Monrovia — Members of the House of Representatives have unanimously voted to endorse a report from its Judiciary and Elections Committee that would allow pre-trial detainees to vote in the ensuing 2017 Elections.
The House's Plenary made the decision on Tuesday, February 14, 2017 in its 11th Day Sitting.
According to the findings of the committee which was read by Rep. Worlea-Saywah Dunah, Chairman of the Judiciary committee, "all pre-trial detainees have a vested constitutional right to vote based on the cornerstone of the legal system where one is assumed to be innocent until proven guilty by a court of competent jurisdiction."
"That all prisoners who are not serving sentence for the commission of an infamous crime have a vested Constitutional Rights to vote," read the report. "
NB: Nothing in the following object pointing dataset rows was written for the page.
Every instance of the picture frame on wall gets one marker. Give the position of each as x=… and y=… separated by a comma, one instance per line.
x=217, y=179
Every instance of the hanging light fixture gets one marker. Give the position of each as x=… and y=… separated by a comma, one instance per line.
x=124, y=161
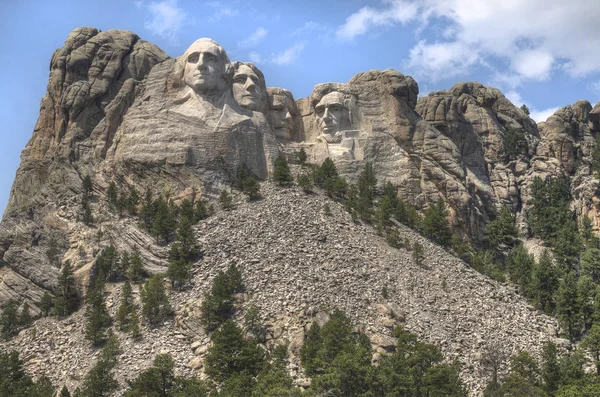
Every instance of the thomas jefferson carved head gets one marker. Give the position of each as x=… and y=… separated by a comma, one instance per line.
x=332, y=113
x=249, y=89
x=206, y=67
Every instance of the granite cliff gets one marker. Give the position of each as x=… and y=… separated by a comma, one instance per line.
x=119, y=109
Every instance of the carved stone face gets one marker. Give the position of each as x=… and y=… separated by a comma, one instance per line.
x=246, y=88
x=280, y=115
x=205, y=63
x=332, y=113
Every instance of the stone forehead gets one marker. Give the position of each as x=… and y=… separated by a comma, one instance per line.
x=332, y=98
x=245, y=69
x=206, y=44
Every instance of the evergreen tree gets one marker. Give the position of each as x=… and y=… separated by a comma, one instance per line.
x=201, y=211
x=136, y=269
x=45, y=303
x=100, y=380
x=88, y=218
x=590, y=263
x=586, y=293
x=186, y=210
x=230, y=353
x=568, y=309
x=302, y=157
x=225, y=200
x=25, y=316
x=96, y=314
x=156, y=307
x=217, y=306
x=367, y=183
x=148, y=210
x=64, y=392
x=545, y=283
x=9, y=319
x=87, y=185
x=550, y=368
x=132, y=201
x=159, y=380
x=520, y=265
x=123, y=316
x=418, y=253
x=112, y=194
x=591, y=343
x=134, y=326
x=435, y=223
x=163, y=224
x=502, y=231
x=15, y=382
x=549, y=207
x=179, y=269
x=281, y=171
x=305, y=182
x=251, y=188
x=66, y=298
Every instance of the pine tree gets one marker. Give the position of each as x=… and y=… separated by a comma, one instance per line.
x=64, y=392
x=112, y=194
x=123, y=316
x=230, y=353
x=148, y=210
x=418, y=253
x=302, y=157
x=66, y=298
x=201, y=212
x=45, y=303
x=136, y=268
x=88, y=218
x=9, y=319
x=520, y=265
x=87, y=185
x=367, y=183
x=502, y=231
x=304, y=182
x=156, y=307
x=134, y=327
x=435, y=223
x=163, y=224
x=545, y=282
x=568, y=309
x=25, y=316
x=281, y=171
x=100, y=380
x=133, y=198
x=96, y=315
x=225, y=200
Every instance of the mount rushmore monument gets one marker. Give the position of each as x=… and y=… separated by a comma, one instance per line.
x=119, y=109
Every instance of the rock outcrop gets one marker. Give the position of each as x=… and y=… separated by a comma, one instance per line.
x=119, y=109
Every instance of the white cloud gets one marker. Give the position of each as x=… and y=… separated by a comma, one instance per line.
x=534, y=38
x=537, y=115
x=167, y=18
x=542, y=115
x=439, y=60
x=224, y=12
x=514, y=97
x=255, y=38
x=255, y=57
x=289, y=55
x=365, y=18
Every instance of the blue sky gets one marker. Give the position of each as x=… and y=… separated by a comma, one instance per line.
x=544, y=53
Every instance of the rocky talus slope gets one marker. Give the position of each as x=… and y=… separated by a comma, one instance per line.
x=298, y=264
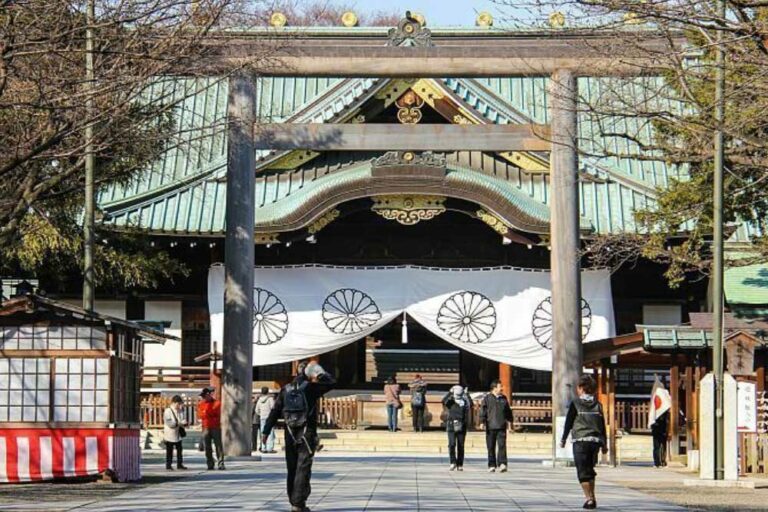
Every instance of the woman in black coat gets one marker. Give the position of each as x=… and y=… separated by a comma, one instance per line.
x=457, y=413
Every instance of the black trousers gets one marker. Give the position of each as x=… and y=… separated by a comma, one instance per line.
x=660, y=450
x=496, y=442
x=255, y=441
x=299, y=454
x=418, y=419
x=212, y=437
x=169, y=454
x=456, y=447
x=585, y=457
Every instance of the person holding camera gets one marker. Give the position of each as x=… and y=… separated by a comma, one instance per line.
x=173, y=433
x=495, y=413
x=457, y=413
x=586, y=424
x=297, y=406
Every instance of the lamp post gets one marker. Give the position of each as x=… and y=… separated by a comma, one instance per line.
x=89, y=283
x=717, y=250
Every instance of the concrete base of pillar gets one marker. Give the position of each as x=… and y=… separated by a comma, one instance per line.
x=559, y=463
x=248, y=458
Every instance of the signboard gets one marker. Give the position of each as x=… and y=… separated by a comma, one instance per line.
x=746, y=401
x=741, y=356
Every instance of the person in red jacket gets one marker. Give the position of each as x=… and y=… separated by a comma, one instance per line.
x=209, y=414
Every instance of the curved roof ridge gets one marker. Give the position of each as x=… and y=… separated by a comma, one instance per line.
x=503, y=108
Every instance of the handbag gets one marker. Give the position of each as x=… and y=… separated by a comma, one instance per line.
x=182, y=430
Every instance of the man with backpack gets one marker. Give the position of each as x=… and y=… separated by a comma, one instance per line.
x=418, y=387
x=297, y=405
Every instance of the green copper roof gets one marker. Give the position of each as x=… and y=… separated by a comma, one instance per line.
x=185, y=191
x=747, y=285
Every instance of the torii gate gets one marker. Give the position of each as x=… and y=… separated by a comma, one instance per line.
x=412, y=51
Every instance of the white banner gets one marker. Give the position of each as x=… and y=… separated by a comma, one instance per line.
x=503, y=314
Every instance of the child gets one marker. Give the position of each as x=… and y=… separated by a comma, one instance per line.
x=585, y=421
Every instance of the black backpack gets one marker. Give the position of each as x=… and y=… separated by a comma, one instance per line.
x=417, y=398
x=295, y=406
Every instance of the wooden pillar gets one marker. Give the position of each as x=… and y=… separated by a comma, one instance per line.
x=237, y=352
x=564, y=232
x=612, y=430
x=689, y=391
x=674, y=413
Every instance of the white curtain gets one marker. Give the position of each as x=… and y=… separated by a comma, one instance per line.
x=503, y=314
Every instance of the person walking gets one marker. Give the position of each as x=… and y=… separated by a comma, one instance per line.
x=659, y=432
x=494, y=414
x=297, y=405
x=209, y=414
x=457, y=412
x=392, y=396
x=173, y=433
x=586, y=424
x=418, y=387
x=262, y=408
x=658, y=421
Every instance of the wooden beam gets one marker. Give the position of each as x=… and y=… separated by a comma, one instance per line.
x=302, y=53
x=402, y=137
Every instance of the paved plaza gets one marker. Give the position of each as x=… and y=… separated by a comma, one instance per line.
x=351, y=483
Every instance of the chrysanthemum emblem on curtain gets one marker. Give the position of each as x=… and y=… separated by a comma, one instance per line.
x=270, y=319
x=468, y=317
x=349, y=311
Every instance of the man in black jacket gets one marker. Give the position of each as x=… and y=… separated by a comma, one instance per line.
x=495, y=413
x=301, y=442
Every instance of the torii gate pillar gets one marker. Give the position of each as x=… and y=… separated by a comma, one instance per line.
x=566, y=272
x=237, y=350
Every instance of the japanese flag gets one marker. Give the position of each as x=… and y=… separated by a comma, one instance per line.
x=661, y=401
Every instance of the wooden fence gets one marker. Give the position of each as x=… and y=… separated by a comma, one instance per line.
x=754, y=454
x=340, y=412
x=345, y=412
x=632, y=416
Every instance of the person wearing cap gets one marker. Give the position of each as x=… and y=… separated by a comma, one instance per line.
x=209, y=414
x=262, y=406
x=301, y=442
x=457, y=412
x=173, y=432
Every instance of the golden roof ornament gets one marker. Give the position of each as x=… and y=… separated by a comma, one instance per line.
x=278, y=19
x=484, y=19
x=410, y=31
x=556, y=19
x=349, y=19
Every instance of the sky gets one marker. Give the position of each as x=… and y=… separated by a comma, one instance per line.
x=439, y=13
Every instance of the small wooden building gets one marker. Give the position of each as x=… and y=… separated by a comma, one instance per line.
x=69, y=391
x=685, y=351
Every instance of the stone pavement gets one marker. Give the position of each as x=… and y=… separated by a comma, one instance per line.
x=364, y=483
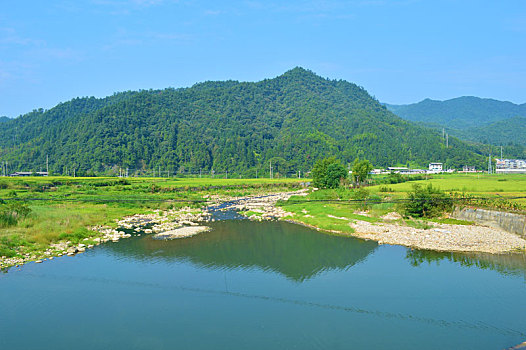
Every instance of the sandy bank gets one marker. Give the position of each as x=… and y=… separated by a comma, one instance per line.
x=441, y=237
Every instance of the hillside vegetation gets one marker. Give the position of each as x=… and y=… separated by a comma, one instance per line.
x=289, y=121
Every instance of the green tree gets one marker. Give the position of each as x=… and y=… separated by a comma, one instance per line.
x=427, y=201
x=328, y=173
x=360, y=171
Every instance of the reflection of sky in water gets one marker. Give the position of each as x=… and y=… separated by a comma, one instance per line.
x=260, y=286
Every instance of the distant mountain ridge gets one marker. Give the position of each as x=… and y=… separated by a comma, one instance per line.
x=239, y=127
x=459, y=113
x=470, y=118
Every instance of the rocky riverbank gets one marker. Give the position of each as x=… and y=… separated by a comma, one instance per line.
x=441, y=237
x=168, y=224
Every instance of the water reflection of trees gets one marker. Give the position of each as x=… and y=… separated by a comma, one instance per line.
x=297, y=252
x=507, y=264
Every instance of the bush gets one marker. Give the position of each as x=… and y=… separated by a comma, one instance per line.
x=427, y=202
x=328, y=173
x=11, y=213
That the Plenary informs the National Elections Commission what the interpretation of the law indicates and that all prisoners have the right to vote except those serving sentences for the commission of an infamous crime as stated in Section 5.1 of the New Elections Law of Liberia."
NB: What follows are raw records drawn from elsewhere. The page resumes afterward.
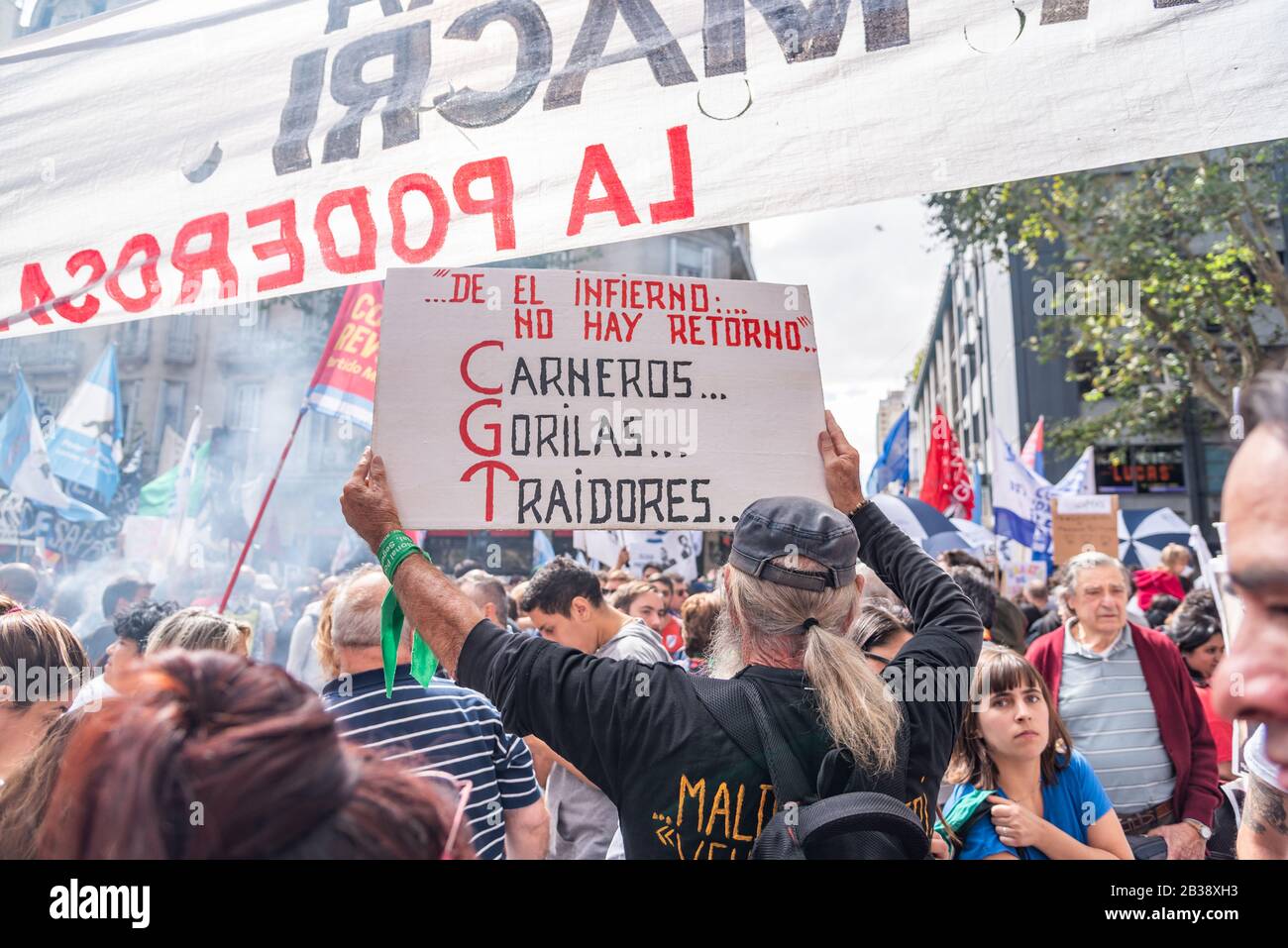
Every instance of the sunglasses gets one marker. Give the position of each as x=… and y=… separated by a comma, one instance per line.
x=462, y=791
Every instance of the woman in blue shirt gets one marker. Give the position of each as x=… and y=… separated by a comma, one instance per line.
x=1047, y=802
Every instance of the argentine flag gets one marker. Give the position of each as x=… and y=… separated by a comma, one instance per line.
x=25, y=463
x=1021, y=500
x=893, y=464
x=86, y=443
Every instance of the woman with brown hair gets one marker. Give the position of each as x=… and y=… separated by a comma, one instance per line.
x=209, y=755
x=25, y=797
x=1046, y=800
x=42, y=665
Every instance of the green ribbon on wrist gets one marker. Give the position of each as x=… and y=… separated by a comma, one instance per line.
x=393, y=550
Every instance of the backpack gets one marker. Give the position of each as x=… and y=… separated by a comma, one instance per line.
x=828, y=818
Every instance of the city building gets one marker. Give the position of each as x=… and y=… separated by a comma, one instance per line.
x=889, y=411
x=979, y=368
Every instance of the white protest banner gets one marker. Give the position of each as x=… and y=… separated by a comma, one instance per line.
x=675, y=550
x=179, y=155
x=590, y=401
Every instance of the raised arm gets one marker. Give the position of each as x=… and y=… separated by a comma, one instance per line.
x=936, y=603
x=437, y=609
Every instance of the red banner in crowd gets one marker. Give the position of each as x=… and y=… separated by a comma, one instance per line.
x=947, y=479
x=344, y=384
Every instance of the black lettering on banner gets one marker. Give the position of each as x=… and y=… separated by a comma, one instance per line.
x=655, y=389
x=674, y=501
x=579, y=378
x=682, y=378
x=632, y=378
x=595, y=517
x=652, y=40
x=601, y=377
x=803, y=33
x=552, y=381
x=546, y=437
x=477, y=110
x=622, y=517
x=655, y=502
x=700, y=498
x=558, y=497
x=635, y=438
x=514, y=436
x=1069, y=11
x=529, y=505
x=338, y=12
x=408, y=48
x=300, y=114
x=522, y=373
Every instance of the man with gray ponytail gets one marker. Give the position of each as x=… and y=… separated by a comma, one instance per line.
x=691, y=779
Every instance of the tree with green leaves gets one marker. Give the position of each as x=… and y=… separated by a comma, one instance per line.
x=1194, y=240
They added that the right of a prisoner to vote is granted by the Constitution in article 77(b) and further defined by Section 5.1 of the New Elections Law by creating the means and procedure for the registration and voting of prisoners as per the "category supra."
Pretrial detention refers to detaining of an accused person in a criminal case before the trial has taken place, either because of a failure to post bail or due to denial of release under a pre-trial detention statute.
There was a public hearing on the issue and legal experts were invited and they advised that pre-trial detainees have the right like any other free citizen to participate in national decision making.
The committee named Cllr. Moses Paegar, Cllr. Albert Sims and representatives from the Carter Center as legal experts who attended the hearing and advised the committee on what is best.
However, officials of Ministry of Justice and the National Election Commission did not turn up during the hearing and they are yet to explain reasons for their absence.